Gao began his Notes on the Huainanzi (《淮南子注》, Huáinánzi Zhù) while studying under Lu and then completed his full commentary in AD 212. The Huainanzi had become important by his time because it was used to "verify" or "test" the genuineness of editions and commentaries of other classics. Charles Le Blanc (1935) argues that the phrasing of Gao's preface to his edition of the Huainanzi indicates that still had notes from his former teacher to consult; he also argues that Gao's commentary presumably incorporates the highlights of the otherwise lost work by Lu's own teacher Ma Rong.

By the time he finished his work on the Huainanzi, Gao had also already completed his notes on the Classic of Filial Piety and the collected works of Mencius.
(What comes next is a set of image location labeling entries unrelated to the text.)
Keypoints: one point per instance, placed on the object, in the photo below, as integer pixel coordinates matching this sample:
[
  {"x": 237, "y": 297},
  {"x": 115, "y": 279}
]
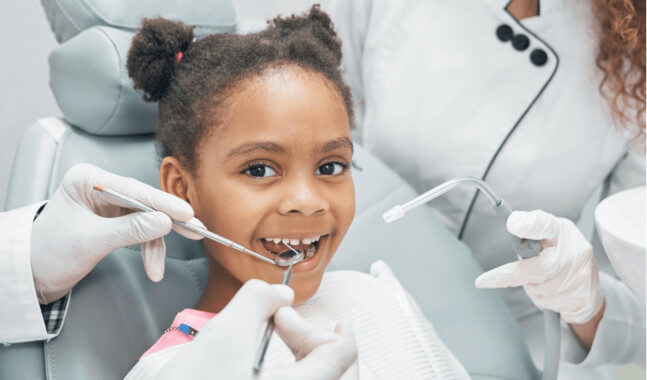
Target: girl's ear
[{"x": 174, "y": 179}]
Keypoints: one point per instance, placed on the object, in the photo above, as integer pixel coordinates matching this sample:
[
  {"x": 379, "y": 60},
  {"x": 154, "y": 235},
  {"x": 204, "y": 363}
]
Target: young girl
[{"x": 254, "y": 133}]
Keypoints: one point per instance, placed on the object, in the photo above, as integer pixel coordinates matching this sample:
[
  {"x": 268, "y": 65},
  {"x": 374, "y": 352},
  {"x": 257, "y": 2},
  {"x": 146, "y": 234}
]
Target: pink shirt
[{"x": 191, "y": 317}]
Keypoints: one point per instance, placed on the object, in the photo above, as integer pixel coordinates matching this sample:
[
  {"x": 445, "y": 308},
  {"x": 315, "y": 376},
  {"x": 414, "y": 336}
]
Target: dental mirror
[{"x": 289, "y": 256}]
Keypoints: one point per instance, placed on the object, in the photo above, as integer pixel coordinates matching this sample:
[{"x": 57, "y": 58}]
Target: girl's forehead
[{"x": 302, "y": 104}]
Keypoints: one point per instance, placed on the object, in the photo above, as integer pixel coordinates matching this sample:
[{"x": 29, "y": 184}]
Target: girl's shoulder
[{"x": 176, "y": 333}]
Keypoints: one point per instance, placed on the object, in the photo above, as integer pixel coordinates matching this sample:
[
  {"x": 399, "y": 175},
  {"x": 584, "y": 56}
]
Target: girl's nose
[{"x": 303, "y": 197}]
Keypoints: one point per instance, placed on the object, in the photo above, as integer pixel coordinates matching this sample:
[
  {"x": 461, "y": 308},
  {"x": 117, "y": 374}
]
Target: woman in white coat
[{"x": 509, "y": 91}]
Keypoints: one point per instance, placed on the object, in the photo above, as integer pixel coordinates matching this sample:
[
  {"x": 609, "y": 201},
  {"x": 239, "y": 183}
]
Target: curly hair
[
  {"x": 621, "y": 57},
  {"x": 192, "y": 80}
]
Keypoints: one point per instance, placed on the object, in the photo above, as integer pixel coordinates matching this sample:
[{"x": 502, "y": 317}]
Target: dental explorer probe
[
  {"x": 191, "y": 227},
  {"x": 269, "y": 329}
]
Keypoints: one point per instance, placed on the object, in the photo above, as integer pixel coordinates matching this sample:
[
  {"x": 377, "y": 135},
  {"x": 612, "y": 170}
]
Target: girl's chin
[{"x": 306, "y": 290}]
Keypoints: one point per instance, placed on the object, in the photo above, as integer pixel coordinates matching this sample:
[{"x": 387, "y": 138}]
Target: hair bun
[
  {"x": 151, "y": 59},
  {"x": 315, "y": 22}
]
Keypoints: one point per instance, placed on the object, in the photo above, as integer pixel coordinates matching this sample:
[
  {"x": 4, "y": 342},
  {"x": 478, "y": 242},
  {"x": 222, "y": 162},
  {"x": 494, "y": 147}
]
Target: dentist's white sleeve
[
  {"x": 351, "y": 19},
  {"x": 21, "y": 319},
  {"x": 620, "y": 337}
]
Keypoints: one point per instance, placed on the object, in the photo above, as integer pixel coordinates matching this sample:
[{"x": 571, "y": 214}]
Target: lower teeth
[{"x": 311, "y": 251}]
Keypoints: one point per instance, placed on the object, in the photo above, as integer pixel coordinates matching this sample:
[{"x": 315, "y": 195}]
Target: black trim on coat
[{"x": 516, "y": 124}]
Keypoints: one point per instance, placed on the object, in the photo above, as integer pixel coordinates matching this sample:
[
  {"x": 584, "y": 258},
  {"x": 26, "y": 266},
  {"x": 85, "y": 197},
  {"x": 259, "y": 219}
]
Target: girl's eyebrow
[
  {"x": 268, "y": 146},
  {"x": 247, "y": 148},
  {"x": 339, "y": 143}
]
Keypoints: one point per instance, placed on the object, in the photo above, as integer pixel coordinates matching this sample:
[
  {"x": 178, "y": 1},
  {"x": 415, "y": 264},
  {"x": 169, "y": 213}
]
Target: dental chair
[{"x": 116, "y": 313}]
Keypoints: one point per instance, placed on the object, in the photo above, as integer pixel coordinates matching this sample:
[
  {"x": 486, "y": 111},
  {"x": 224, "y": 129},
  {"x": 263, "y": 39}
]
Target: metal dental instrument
[
  {"x": 191, "y": 227},
  {"x": 525, "y": 248},
  {"x": 297, "y": 257}
]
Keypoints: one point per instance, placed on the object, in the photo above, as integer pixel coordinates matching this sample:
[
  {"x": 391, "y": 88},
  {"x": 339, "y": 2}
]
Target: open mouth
[{"x": 309, "y": 246}]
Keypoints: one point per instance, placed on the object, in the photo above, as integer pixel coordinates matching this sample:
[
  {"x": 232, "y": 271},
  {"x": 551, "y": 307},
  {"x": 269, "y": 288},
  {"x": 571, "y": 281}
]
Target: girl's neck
[{"x": 221, "y": 288}]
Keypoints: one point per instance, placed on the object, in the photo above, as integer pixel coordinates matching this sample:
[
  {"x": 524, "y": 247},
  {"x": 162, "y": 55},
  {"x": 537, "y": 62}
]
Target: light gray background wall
[{"x": 24, "y": 82}]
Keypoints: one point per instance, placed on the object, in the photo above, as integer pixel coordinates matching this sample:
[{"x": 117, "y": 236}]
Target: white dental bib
[{"x": 394, "y": 339}]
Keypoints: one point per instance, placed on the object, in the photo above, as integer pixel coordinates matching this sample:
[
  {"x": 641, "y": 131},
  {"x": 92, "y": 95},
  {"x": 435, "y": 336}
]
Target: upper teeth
[{"x": 293, "y": 241}]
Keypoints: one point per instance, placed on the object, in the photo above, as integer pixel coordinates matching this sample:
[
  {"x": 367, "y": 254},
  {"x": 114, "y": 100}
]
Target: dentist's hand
[
  {"x": 226, "y": 346},
  {"x": 79, "y": 226},
  {"x": 563, "y": 277}
]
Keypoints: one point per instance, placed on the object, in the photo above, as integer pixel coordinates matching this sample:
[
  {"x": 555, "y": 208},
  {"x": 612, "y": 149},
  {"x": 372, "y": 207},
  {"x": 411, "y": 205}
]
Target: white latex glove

The latter is now lost.

Gao wrote his commentary on Master Lü's Spring and Autumn Annals next, presumably under the influence of Lu's own work on that text. Most of his preface consists of a biography of its chief editor, the Qin chancellor Lü Buwei. This account mostly repeats the biography of Lü found in Sima Qian's Records of the Grand Historian. He defends the work's importance—equating it to Liu An's Huainanzi, Yang Xiong's Model Sayings, and the collected works of Xun Kuang and Mencius—by reference to its inclusion in the official bibliographies compiled by Liu Xiang and Liu Xin.

Gao's commentary on the Strategies of the Warring States appears to have been its first. It is now lost, except for the parts that were included in the later Song-era commentary by Yao Hong.

==Legacy==
Current editions of the Huainanzi derive in part from copies of Gao's commentaries on it. He commented on all 21 chapters of the original text, but only 13 survive in full. Although the authenticity and completeness of the eight chapters now taken from Xu Shen's alleged commentary are both questioned, Gao's chapters are thought to represent survivals of a genuine copy of the original text. The sinologist Victor Mair considers Gao You responsible for the current organization of the Strategies of the Warring States.
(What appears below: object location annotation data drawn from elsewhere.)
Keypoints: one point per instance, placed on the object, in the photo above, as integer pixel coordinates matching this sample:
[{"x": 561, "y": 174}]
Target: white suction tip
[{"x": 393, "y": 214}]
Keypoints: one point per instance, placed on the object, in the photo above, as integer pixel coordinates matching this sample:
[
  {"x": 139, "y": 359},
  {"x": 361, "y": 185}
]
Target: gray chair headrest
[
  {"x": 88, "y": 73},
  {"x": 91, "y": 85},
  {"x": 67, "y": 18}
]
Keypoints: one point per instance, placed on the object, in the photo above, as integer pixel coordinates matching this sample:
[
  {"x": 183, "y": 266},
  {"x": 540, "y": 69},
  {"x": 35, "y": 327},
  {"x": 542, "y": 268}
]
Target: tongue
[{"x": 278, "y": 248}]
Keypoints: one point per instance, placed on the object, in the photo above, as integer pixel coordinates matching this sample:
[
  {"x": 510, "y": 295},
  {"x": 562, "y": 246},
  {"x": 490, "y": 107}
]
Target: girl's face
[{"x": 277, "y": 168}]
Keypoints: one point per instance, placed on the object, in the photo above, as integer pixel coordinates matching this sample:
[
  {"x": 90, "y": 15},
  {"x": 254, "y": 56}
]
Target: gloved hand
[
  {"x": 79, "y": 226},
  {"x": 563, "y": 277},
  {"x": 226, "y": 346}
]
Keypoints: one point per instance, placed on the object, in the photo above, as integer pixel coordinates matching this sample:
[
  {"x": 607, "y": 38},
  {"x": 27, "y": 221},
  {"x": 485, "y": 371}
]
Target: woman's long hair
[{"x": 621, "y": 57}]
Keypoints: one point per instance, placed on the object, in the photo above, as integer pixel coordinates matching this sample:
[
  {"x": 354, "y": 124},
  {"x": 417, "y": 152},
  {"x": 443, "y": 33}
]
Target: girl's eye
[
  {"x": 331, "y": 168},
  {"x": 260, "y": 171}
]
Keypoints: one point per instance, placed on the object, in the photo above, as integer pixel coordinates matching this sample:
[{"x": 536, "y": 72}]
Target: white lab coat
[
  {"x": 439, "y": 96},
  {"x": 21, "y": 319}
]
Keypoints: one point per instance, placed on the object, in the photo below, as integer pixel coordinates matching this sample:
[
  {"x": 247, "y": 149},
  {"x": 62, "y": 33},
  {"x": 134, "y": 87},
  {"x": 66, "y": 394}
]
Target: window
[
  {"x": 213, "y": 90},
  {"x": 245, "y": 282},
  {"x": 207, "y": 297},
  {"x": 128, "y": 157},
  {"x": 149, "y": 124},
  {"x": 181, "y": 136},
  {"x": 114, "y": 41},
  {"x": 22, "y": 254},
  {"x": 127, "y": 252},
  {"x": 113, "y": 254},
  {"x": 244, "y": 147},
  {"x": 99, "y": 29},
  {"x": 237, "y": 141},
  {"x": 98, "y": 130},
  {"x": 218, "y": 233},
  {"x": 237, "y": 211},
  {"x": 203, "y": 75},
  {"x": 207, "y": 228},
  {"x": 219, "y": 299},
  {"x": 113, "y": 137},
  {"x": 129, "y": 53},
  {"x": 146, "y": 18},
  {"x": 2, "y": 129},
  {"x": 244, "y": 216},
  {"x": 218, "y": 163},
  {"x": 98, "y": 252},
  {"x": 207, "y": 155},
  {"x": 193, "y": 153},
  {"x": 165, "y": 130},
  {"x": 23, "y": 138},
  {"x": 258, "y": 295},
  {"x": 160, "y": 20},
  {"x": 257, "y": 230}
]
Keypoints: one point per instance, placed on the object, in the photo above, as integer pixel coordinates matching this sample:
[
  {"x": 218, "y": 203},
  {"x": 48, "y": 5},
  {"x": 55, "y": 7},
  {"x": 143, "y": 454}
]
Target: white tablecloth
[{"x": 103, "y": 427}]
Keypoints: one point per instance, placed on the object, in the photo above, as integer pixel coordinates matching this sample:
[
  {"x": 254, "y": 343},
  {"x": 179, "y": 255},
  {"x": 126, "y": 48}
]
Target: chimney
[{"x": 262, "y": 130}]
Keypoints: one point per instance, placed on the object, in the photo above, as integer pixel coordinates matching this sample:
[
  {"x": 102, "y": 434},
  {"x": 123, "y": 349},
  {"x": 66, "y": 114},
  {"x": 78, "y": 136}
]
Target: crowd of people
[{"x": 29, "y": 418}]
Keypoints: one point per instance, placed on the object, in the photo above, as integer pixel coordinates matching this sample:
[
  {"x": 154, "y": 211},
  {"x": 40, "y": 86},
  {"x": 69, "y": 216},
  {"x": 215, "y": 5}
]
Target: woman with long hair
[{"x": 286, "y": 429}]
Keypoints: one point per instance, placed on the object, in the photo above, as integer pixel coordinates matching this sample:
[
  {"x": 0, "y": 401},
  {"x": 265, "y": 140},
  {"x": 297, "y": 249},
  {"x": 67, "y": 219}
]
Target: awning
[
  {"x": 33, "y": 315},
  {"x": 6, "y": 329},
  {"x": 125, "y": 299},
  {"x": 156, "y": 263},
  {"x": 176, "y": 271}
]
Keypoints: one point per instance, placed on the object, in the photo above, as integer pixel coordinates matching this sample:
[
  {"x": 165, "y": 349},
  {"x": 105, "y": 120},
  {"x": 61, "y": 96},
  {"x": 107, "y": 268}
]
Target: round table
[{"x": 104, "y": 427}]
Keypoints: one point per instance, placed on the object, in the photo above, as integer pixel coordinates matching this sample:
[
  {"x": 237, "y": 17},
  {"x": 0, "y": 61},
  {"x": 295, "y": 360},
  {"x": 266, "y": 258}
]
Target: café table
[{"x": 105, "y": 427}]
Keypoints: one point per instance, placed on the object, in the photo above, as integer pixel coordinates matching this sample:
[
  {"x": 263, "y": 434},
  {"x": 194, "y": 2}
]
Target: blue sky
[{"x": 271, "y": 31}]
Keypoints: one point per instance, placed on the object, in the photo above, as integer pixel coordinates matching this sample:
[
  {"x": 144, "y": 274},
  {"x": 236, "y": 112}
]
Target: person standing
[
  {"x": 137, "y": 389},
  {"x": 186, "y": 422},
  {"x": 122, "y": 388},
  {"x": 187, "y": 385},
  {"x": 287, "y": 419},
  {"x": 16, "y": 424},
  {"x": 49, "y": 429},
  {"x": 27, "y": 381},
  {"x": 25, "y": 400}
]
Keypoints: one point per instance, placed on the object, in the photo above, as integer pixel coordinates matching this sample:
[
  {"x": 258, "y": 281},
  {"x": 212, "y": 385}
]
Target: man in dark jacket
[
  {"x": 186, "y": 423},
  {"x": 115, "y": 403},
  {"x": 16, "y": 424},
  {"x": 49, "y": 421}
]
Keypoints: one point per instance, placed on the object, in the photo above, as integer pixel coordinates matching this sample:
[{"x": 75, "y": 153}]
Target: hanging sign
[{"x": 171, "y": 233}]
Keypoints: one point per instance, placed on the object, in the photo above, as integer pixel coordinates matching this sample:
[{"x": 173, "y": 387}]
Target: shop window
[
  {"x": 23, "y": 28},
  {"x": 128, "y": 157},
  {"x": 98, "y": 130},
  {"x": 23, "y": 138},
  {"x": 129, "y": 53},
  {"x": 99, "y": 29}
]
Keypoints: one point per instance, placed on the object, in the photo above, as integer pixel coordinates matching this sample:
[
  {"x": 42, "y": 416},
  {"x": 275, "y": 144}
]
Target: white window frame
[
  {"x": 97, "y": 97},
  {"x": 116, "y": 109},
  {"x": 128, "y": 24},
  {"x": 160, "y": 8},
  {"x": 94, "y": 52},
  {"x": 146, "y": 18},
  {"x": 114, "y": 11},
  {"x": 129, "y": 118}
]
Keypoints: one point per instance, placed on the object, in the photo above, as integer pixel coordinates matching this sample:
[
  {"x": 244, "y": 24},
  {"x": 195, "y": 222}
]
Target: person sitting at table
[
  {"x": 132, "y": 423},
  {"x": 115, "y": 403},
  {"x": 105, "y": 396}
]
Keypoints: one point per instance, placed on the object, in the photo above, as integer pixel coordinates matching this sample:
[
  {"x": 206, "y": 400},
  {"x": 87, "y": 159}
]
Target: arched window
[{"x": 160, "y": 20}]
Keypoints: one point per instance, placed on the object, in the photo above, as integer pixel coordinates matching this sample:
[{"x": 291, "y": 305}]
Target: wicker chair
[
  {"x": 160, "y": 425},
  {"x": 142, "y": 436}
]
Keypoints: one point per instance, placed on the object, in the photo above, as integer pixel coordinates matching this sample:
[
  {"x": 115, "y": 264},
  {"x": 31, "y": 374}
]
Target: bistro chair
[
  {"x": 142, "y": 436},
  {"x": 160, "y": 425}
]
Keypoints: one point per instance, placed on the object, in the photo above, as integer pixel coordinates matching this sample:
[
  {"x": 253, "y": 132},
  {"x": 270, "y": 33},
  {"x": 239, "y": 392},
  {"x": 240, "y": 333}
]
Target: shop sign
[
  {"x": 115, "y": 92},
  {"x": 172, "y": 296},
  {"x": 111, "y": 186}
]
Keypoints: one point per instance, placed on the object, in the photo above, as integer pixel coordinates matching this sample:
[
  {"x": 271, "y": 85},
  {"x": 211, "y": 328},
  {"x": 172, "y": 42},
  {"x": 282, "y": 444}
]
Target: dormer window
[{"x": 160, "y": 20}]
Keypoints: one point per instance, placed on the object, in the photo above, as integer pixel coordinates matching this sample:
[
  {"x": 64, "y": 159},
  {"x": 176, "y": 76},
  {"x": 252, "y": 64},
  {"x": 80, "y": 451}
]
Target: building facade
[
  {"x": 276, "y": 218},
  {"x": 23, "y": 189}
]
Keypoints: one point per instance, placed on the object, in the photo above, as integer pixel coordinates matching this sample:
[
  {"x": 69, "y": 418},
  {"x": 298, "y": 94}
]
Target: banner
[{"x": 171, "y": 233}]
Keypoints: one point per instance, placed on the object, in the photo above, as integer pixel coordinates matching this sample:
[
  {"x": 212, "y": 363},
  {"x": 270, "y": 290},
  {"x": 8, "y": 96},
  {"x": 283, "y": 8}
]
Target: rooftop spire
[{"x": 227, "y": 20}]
Gao's commentaries on the Huainanzi and Master Lü's Spring and Autumn Annals include numerous asides on the pronunciation of certain characters, particularly in his local dialect. His notes on the Huainanzi also includes material on the peculiarities of the usual dialect in the former area of Chu. Baxter and Sagart have used some of these notes in their reconstruction of the pronunciation of old Chinese.

Gao's note that his copy of Master Lü's Spring and Autumn Annals, which he considered in "poor condition", consisted of 173,054 characters is significant to scholarship concerning that text, since it makes his edition about a third longer than any currently existing.